The chapel, built in the 17th century, was not in good health, and although it was repaired several times, it ended up falling down. It was in 1892 when the last restoration was carried out and it is as we see it today and when the chapel became known as the chapel of Jesus de Galiana, although throughout the 18th century there are various references to the chapel as the chapel of the Nazarene.


Like the old church of Sabugo, it is consecrated to St. Thomas of Canterbury (although in the village it is known as St. Thomas of Cantorbery).

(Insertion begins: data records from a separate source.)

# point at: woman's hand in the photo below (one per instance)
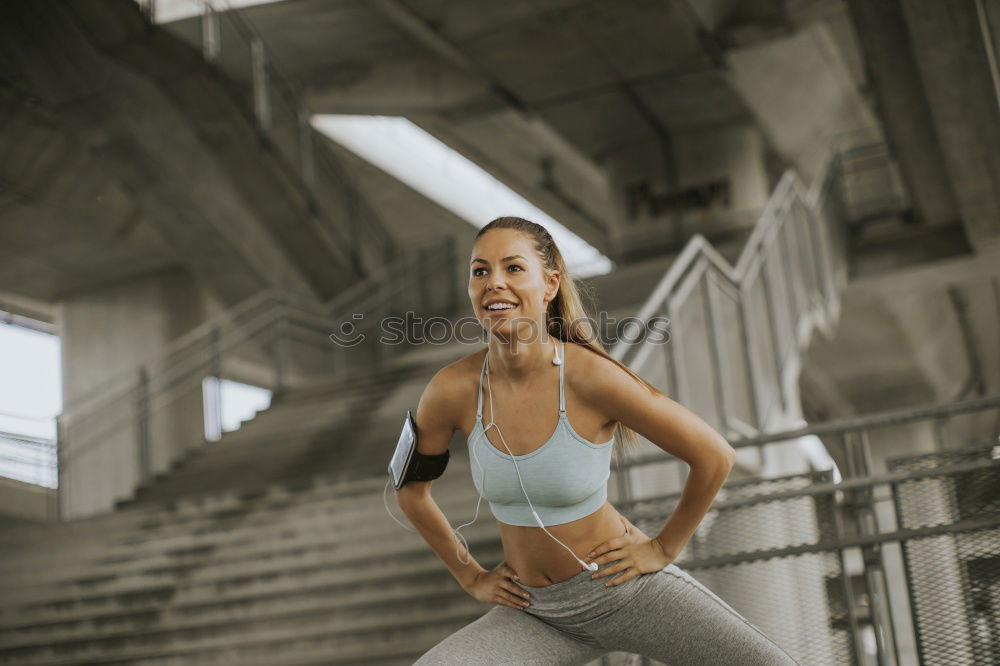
(635, 552)
(496, 586)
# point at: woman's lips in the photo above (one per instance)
(504, 311)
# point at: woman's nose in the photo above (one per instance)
(495, 281)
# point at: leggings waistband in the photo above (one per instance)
(581, 597)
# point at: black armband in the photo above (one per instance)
(408, 464)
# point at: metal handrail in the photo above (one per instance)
(318, 155)
(270, 317)
(792, 215)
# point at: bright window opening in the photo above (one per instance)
(414, 157)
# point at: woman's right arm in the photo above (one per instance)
(436, 420)
(438, 417)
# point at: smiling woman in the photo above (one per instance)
(547, 482)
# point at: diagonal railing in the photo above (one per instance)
(735, 331)
(140, 424)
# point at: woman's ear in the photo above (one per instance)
(552, 285)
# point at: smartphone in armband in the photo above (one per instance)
(408, 464)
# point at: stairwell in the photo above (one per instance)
(271, 546)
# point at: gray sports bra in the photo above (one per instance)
(566, 477)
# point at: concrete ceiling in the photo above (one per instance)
(65, 223)
(576, 88)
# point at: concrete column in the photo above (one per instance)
(801, 93)
(952, 59)
(906, 116)
(106, 335)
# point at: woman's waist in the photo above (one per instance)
(539, 560)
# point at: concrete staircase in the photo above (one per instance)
(271, 546)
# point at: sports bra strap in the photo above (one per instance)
(479, 404)
(562, 397)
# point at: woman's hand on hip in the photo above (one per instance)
(634, 552)
(497, 586)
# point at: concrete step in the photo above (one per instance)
(128, 552)
(188, 558)
(364, 587)
(350, 632)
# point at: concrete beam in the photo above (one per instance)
(909, 127)
(800, 91)
(951, 56)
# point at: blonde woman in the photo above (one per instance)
(578, 580)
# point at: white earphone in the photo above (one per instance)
(458, 537)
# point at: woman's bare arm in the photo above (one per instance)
(437, 418)
(675, 429)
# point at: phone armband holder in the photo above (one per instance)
(408, 464)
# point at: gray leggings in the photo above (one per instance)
(666, 615)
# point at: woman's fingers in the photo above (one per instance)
(515, 590)
(508, 599)
(615, 568)
(609, 556)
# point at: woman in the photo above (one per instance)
(550, 499)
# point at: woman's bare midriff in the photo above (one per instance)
(539, 560)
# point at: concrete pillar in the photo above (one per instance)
(106, 335)
(801, 93)
(952, 59)
(906, 116)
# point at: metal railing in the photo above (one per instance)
(895, 562)
(275, 339)
(741, 327)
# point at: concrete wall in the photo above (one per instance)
(106, 336)
(27, 501)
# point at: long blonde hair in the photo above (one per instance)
(566, 318)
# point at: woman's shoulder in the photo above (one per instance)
(455, 377)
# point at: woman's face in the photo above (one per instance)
(505, 268)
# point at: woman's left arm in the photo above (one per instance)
(679, 432)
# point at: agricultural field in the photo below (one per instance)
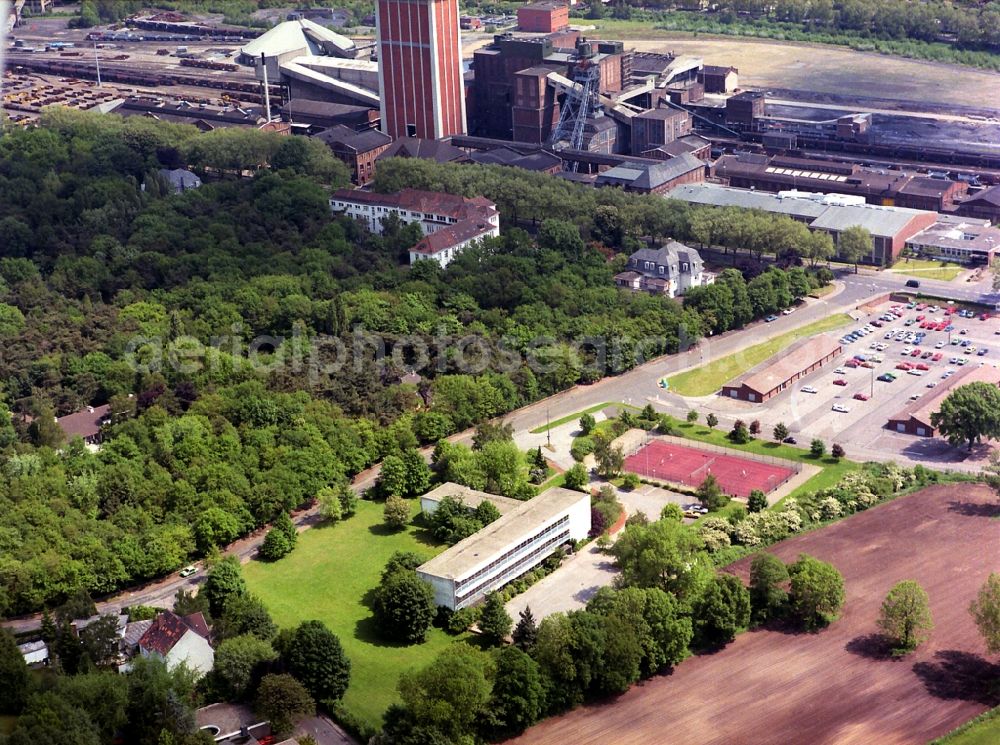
(327, 577)
(838, 685)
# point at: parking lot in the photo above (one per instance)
(850, 400)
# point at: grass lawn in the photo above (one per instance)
(833, 471)
(707, 379)
(326, 577)
(983, 730)
(928, 269)
(573, 417)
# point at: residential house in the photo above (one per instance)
(178, 639)
(86, 424)
(669, 270)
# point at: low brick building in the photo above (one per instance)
(780, 372)
(543, 17)
(357, 149)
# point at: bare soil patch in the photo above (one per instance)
(840, 685)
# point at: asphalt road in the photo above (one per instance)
(634, 386)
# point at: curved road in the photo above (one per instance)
(636, 384)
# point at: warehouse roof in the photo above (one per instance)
(725, 196)
(793, 361)
(469, 554)
(302, 34)
(879, 221)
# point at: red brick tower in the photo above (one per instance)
(420, 68)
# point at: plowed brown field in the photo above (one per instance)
(836, 686)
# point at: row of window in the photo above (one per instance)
(559, 524)
(514, 571)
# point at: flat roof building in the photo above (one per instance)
(471, 498)
(890, 227)
(952, 238)
(543, 17)
(507, 548)
(915, 418)
(654, 178)
(778, 373)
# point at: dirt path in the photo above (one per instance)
(770, 687)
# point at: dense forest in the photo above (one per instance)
(115, 290)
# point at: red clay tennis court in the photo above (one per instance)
(690, 466)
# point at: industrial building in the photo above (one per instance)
(358, 150)
(915, 418)
(890, 227)
(967, 240)
(507, 548)
(450, 223)
(543, 17)
(670, 270)
(422, 89)
(780, 372)
(887, 187)
(654, 177)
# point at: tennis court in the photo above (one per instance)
(690, 466)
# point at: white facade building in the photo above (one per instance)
(507, 548)
(450, 223)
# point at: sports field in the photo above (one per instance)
(838, 685)
(691, 466)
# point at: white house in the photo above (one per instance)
(515, 543)
(450, 223)
(670, 270)
(179, 639)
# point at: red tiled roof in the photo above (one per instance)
(460, 232)
(168, 628)
(86, 423)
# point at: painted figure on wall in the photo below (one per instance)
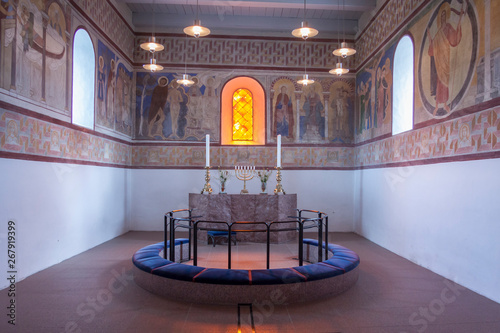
(312, 120)
(439, 50)
(447, 59)
(12, 137)
(56, 64)
(195, 105)
(123, 97)
(341, 111)
(283, 111)
(174, 99)
(8, 32)
(101, 82)
(384, 93)
(110, 93)
(156, 110)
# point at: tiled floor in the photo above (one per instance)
(95, 292)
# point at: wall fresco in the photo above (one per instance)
(374, 97)
(32, 136)
(114, 92)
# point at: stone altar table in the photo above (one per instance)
(247, 207)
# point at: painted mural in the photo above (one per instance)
(322, 112)
(374, 97)
(34, 51)
(168, 111)
(114, 91)
(448, 55)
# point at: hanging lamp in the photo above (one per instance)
(304, 31)
(186, 78)
(344, 50)
(338, 70)
(152, 66)
(197, 30)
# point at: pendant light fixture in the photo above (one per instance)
(152, 46)
(338, 70)
(197, 30)
(304, 31)
(305, 78)
(152, 66)
(344, 50)
(186, 79)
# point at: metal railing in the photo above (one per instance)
(302, 221)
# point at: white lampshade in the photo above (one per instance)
(197, 30)
(151, 45)
(186, 80)
(305, 80)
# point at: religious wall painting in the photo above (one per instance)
(447, 58)
(29, 49)
(106, 84)
(283, 115)
(123, 100)
(374, 97)
(312, 113)
(169, 111)
(341, 111)
(364, 119)
(7, 48)
(56, 63)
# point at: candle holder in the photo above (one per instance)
(207, 189)
(244, 172)
(279, 188)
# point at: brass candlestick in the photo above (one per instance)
(279, 188)
(207, 188)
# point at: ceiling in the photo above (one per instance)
(250, 17)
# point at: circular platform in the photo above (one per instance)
(196, 284)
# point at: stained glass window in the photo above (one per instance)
(242, 115)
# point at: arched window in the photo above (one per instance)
(243, 106)
(83, 80)
(402, 93)
(242, 115)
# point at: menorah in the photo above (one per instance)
(244, 172)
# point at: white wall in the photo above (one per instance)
(442, 216)
(155, 192)
(60, 210)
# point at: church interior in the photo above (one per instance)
(102, 133)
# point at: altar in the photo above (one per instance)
(250, 208)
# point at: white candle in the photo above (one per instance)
(207, 146)
(278, 163)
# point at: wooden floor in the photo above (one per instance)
(95, 292)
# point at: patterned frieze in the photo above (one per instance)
(472, 134)
(106, 18)
(44, 139)
(242, 53)
(388, 19)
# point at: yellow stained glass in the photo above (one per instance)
(242, 115)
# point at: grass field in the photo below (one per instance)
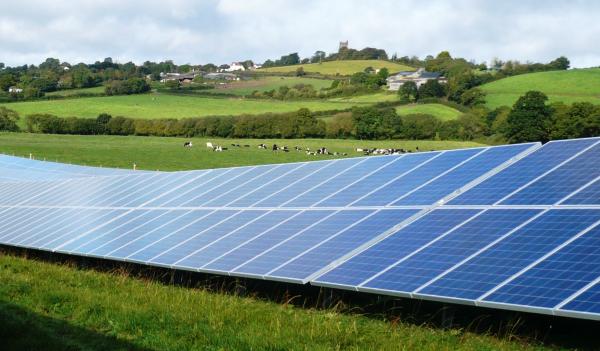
(71, 92)
(343, 67)
(267, 83)
(168, 153)
(566, 86)
(46, 306)
(166, 106)
(368, 98)
(443, 112)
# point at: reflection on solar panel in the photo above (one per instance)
(512, 227)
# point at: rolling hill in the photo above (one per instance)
(342, 67)
(565, 86)
(442, 112)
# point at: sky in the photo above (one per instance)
(222, 31)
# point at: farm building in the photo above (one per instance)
(181, 77)
(15, 90)
(419, 77)
(221, 76)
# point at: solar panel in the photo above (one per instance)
(513, 227)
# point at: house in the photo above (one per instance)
(221, 76)
(420, 77)
(181, 77)
(235, 66)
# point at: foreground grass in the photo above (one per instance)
(168, 153)
(342, 67)
(442, 112)
(155, 105)
(58, 307)
(566, 86)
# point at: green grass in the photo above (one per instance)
(343, 67)
(267, 83)
(368, 98)
(46, 306)
(70, 92)
(168, 153)
(442, 112)
(166, 106)
(566, 86)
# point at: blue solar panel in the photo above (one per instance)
(561, 182)
(297, 188)
(264, 241)
(339, 245)
(339, 181)
(560, 275)
(520, 173)
(587, 302)
(303, 241)
(589, 195)
(196, 240)
(490, 268)
(410, 274)
(461, 176)
(373, 224)
(419, 176)
(203, 255)
(395, 247)
(194, 223)
(393, 170)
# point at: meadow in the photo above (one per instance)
(156, 105)
(570, 86)
(342, 67)
(51, 306)
(442, 112)
(168, 154)
(246, 87)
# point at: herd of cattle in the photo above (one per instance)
(307, 150)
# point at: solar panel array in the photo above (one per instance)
(514, 227)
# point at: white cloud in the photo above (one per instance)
(225, 30)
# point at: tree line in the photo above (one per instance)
(530, 119)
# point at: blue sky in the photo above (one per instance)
(222, 31)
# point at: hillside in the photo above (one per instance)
(168, 154)
(566, 86)
(442, 112)
(343, 67)
(166, 106)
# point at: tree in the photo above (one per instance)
(317, 57)
(529, 119)
(409, 91)
(6, 81)
(561, 63)
(473, 97)
(431, 88)
(8, 120)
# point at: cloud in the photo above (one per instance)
(221, 31)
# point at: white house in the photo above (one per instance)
(235, 66)
(420, 77)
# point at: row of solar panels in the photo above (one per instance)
(18, 169)
(370, 224)
(410, 180)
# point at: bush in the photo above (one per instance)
(8, 120)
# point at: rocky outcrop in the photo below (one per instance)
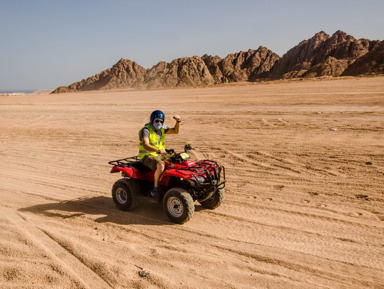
(322, 55)
(187, 71)
(372, 63)
(242, 66)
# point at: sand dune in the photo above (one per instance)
(304, 203)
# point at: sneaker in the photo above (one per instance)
(154, 193)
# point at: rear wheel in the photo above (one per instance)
(178, 205)
(215, 200)
(124, 194)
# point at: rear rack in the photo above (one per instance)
(124, 162)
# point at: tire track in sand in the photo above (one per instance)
(72, 265)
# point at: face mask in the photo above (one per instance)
(157, 124)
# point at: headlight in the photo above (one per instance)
(200, 179)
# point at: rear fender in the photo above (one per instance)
(173, 173)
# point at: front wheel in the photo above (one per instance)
(215, 200)
(178, 205)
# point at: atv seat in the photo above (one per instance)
(140, 166)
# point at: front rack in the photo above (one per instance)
(124, 162)
(214, 173)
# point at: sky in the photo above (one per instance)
(49, 43)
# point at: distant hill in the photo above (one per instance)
(322, 55)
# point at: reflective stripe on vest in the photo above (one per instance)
(153, 141)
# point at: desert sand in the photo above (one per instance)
(304, 204)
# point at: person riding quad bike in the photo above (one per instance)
(152, 144)
(174, 180)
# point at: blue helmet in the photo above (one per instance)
(157, 114)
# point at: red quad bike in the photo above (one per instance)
(182, 182)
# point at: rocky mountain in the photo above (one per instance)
(322, 55)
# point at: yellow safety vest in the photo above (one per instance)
(153, 141)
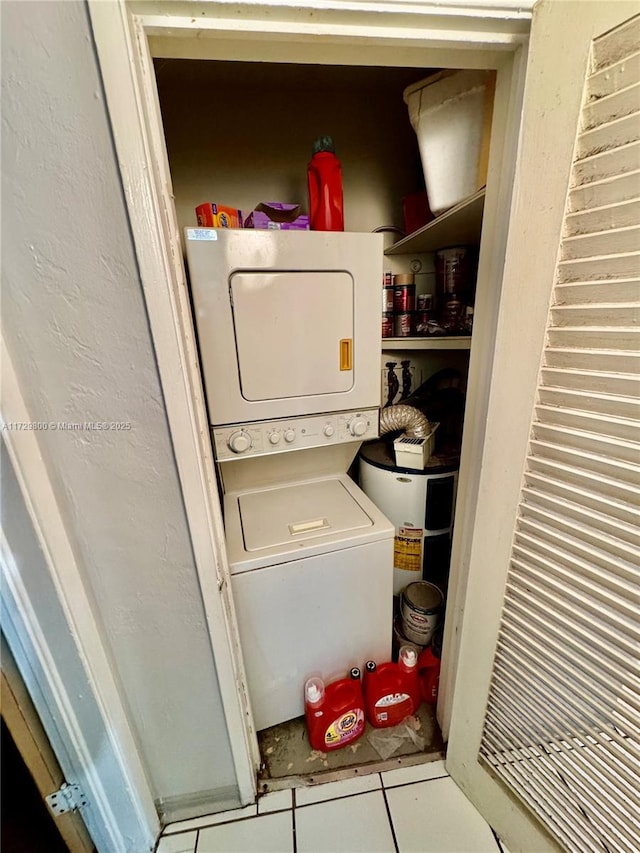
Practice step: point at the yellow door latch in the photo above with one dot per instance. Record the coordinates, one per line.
(346, 354)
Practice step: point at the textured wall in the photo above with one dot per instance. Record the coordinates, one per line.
(74, 318)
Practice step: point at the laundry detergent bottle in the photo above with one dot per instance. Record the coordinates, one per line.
(324, 177)
(392, 690)
(334, 713)
(429, 675)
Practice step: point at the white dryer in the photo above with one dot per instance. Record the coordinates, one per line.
(289, 335)
(312, 584)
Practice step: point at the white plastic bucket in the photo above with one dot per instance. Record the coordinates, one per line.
(451, 115)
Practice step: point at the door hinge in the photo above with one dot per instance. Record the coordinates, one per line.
(68, 798)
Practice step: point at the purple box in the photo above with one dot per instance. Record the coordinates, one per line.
(273, 215)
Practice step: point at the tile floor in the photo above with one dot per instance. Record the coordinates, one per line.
(415, 809)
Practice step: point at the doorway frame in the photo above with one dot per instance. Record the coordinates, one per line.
(127, 36)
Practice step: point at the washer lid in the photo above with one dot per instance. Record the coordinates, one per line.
(298, 512)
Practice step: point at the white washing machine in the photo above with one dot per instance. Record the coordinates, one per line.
(312, 584)
(289, 334)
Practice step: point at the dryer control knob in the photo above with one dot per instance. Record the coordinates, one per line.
(239, 441)
(358, 427)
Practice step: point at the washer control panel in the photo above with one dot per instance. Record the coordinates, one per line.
(259, 439)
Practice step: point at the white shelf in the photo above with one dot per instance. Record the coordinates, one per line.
(433, 343)
(460, 225)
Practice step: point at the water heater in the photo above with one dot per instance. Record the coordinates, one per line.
(420, 504)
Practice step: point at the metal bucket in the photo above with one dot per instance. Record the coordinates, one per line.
(421, 607)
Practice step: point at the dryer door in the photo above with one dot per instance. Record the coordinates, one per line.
(293, 333)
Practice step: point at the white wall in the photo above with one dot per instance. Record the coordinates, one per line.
(74, 319)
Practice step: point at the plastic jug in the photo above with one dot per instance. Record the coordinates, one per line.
(334, 713)
(391, 690)
(429, 675)
(324, 177)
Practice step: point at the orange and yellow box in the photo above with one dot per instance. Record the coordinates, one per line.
(211, 215)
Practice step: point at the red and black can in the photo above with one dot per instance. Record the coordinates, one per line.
(404, 294)
(387, 324)
(404, 324)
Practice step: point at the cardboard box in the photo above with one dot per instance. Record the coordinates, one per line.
(274, 215)
(212, 215)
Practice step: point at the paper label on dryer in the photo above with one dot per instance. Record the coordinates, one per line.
(407, 549)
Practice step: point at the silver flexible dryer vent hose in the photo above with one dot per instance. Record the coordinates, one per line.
(412, 421)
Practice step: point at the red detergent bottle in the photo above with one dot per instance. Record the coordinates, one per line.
(334, 713)
(429, 675)
(391, 690)
(324, 177)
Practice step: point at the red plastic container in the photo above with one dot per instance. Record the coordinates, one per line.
(429, 675)
(391, 690)
(335, 713)
(324, 177)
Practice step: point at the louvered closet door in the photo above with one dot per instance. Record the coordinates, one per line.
(563, 719)
(560, 731)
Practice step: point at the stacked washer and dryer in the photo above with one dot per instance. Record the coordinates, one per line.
(288, 327)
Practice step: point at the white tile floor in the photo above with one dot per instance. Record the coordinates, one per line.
(410, 810)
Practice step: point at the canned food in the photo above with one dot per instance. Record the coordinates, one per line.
(452, 270)
(387, 325)
(422, 322)
(404, 298)
(421, 606)
(403, 325)
(404, 278)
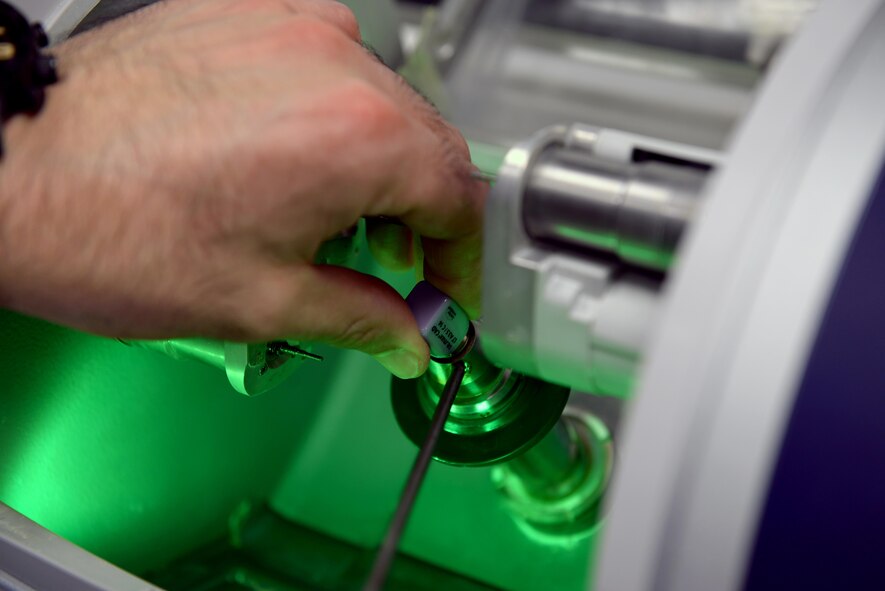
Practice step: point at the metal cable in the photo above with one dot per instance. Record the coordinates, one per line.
(387, 551)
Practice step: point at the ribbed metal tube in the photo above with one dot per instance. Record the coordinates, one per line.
(636, 211)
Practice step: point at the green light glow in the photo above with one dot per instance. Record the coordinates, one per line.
(141, 458)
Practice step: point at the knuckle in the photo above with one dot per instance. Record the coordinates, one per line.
(345, 19)
(262, 315)
(315, 35)
(371, 112)
(361, 333)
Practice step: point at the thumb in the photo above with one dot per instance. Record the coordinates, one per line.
(348, 309)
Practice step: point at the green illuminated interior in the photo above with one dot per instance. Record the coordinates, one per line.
(142, 459)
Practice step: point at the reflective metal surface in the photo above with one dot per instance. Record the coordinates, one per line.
(637, 211)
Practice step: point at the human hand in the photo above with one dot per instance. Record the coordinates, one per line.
(196, 154)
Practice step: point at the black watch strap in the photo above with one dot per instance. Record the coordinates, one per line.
(25, 71)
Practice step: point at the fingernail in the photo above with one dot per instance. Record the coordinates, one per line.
(402, 363)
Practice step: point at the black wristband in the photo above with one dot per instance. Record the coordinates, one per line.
(25, 71)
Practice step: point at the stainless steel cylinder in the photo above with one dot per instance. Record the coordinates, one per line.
(636, 211)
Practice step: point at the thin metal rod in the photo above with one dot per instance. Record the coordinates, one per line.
(387, 551)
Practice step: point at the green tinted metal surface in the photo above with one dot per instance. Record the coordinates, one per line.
(346, 479)
(497, 414)
(141, 458)
(133, 455)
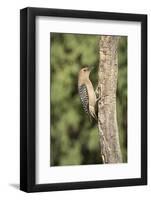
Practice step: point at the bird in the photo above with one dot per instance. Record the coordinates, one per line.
(87, 93)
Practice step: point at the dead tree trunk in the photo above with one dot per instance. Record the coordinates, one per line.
(107, 85)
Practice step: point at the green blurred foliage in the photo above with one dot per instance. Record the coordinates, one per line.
(74, 139)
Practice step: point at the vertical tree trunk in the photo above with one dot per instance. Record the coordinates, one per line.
(107, 85)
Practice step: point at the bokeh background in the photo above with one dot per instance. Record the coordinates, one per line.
(74, 140)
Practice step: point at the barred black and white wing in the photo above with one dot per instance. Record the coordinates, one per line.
(84, 97)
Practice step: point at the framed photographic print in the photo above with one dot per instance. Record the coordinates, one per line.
(83, 99)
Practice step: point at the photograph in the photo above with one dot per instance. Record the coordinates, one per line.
(88, 99)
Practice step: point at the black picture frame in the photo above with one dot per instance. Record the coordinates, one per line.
(28, 99)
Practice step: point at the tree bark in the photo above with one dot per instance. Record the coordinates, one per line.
(107, 85)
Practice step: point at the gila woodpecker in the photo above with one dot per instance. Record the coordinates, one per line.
(86, 92)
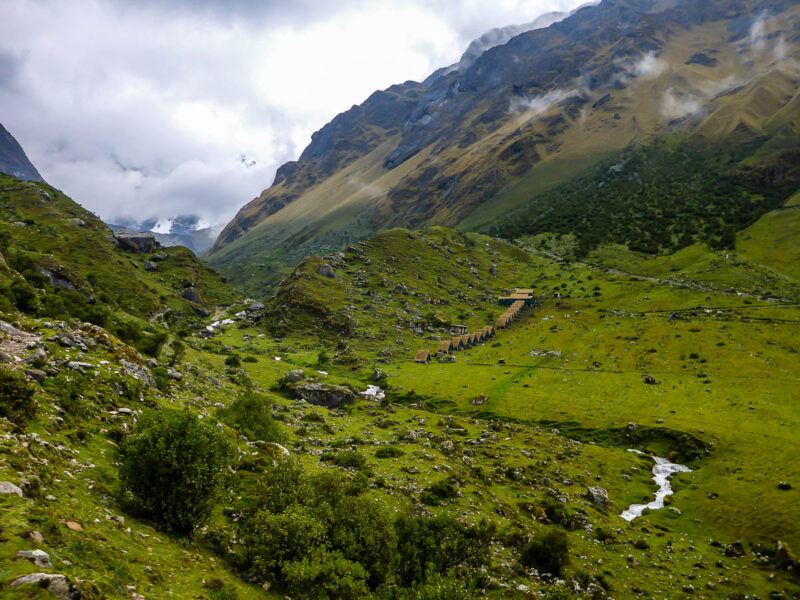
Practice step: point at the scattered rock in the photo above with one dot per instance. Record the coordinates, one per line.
(326, 271)
(73, 526)
(323, 394)
(190, 294)
(39, 557)
(597, 495)
(734, 550)
(140, 242)
(6, 487)
(55, 583)
(37, 375)
(784, 557)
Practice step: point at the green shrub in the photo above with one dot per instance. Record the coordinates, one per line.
(427, 546)
(326, 576)
(171, 465)
(16, 397)
(548, 552)
(251, 416)
(350, 459)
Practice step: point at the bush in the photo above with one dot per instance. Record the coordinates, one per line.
(16, 397)
(548, 552)
(428, 546)
(326, 576)
(251, 416)
(171, 464)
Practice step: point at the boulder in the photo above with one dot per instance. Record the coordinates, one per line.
(323, 394)
(326, 271)
(597, 495)
(190, 294)
(140, 242)
(6, 487)
(784, 557)
(55, 583)
(39, 557)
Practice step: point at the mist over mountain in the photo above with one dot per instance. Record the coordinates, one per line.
(13, 160)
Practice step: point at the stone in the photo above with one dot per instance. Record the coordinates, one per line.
(37, 375)
(295, 375)
(734, 550)
(140, 242)
(190, 294)
(784, 557)
(597, 495)
(323, 394)
(6, 487)
(325, 270)
(39, 557)
(55, 583)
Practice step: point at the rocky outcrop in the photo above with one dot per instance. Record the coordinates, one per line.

Located in the Plaza de La Merced, it was erected in 1903 on (and with) the stones of the old convent of La Merced, which was demolished in 1895.

At that time the local economy lived a time of prosperity, with some Indians who had made their fortune in America and a booming bourgeoisie with the industrial revolution started in Asturias in the past decades. There was, therefore, money, and as the Romanesque church of Sabugo was becoming too small for so many parishioners, it was decided to build a new church.

It is of neo-Gothic style and was designed by the architect Luis Bellido González (who also designed the basilica of Covadonga), with a Latin cross plan of 57 meters long and 22.5 meters wide and has two twin towers of 47 meters high.

Most of the altarpieces that decorate the interior are the work of the Asturian artist Félix Granda Buylla, who was also in charge of its restoration after the fire suffered by the church during the Civil War.


Located on the outskirts of the city on a hill above the neighborhood of La Luz, it owes its name to the Virgin of La Luz to whom it is dedicated. This is, along with San Agustín, the two patron saints of Avilés.

The present hermitage dates from the 18th century and was built over a much older one that belonged to the Palace of Lluera, which was located at its feet. Inside, the image of Mary giving birth, one of the few images in this situation, stands out.

Another great reason to visit the hermitage is the fantastic view of the city and the estuary of Avilés.